The clerk was hearing something I was not tuned into, literally music coming from above, almost drowned in the din of daily commerce. You can take this as metaphorically as you like. He drew my attention to it. The sense I had was that by listening to the music he had found something to stay connected with himself in an environment that could easily degrade human beings and our experience of life. And he wanted to share it with me.
Seriously, I used to teach in a corrections facility — an actual jail — and there were fewer security cameras in there than what I saw in the store when I rang up my vegetables. But the point is, suddenly the grisly backdrop of the commercial enterprise surrounding us with all its electronic tethers, bars and chains took a step back, and for a minute or so this person and I could be human together.
And what was he drawing my attention to? A song. And as it turns out it’s a song about love, which in this person’s mind was associated with the movie Slapshot. From what I read and the clips I found online, this is a kind of a strange old movie about a failing hockey franchise that was revived by satisfying the bloodlust of its fan base with a lot of violence on the ice. So there’s definitely a surreal quality to the whole thing.
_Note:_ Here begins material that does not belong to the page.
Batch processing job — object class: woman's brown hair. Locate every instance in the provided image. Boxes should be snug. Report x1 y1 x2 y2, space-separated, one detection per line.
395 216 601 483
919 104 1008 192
Then again, there was also a definite surreal quality to the experience this person and I were having at the self-checkout lanes. So in a way it all makes sense. As a culture, we’re kinda bonkers. And we have been for a while. But the important thing, the place where it’s not “surreal” but just plain ol’ real, was the human interaction that felt good in the moment and evolved into something even more meaningful on reflection.
That was the offering, and, like the idea shared a few weeks back in my posting here, “100,000 Shrines,” it was created entirely with elements already at hand.
And I must say, the sales clerk chose well among all the shoppers thronging about us. Not everyone might have been open to share such a moment. Maybe he cued into the simple fact that I was probably old enough to have been alive at the time the movie first came out, or maybe it was just something subtler than that. Point is, he found someone receptive to his sharing.
And yes, it was just a moment, that’s true. But that’s really all we get here on earth: a series of moments. Best to make the most of them, I figure. Best to make them count.
It may take a,while, but eventually, people find ways to break free from the chains, whatever they maybe. We're not wired to be slaves.
I had something similar a few years ago. I was humming a tune from Sade’ Smooth Operator to get me out of a funk. I stopped at a booth where a couple guys were in rayon broccoli at Eastern Market while singing the words to Sade’s son. Soon the whole market appeared to be singing.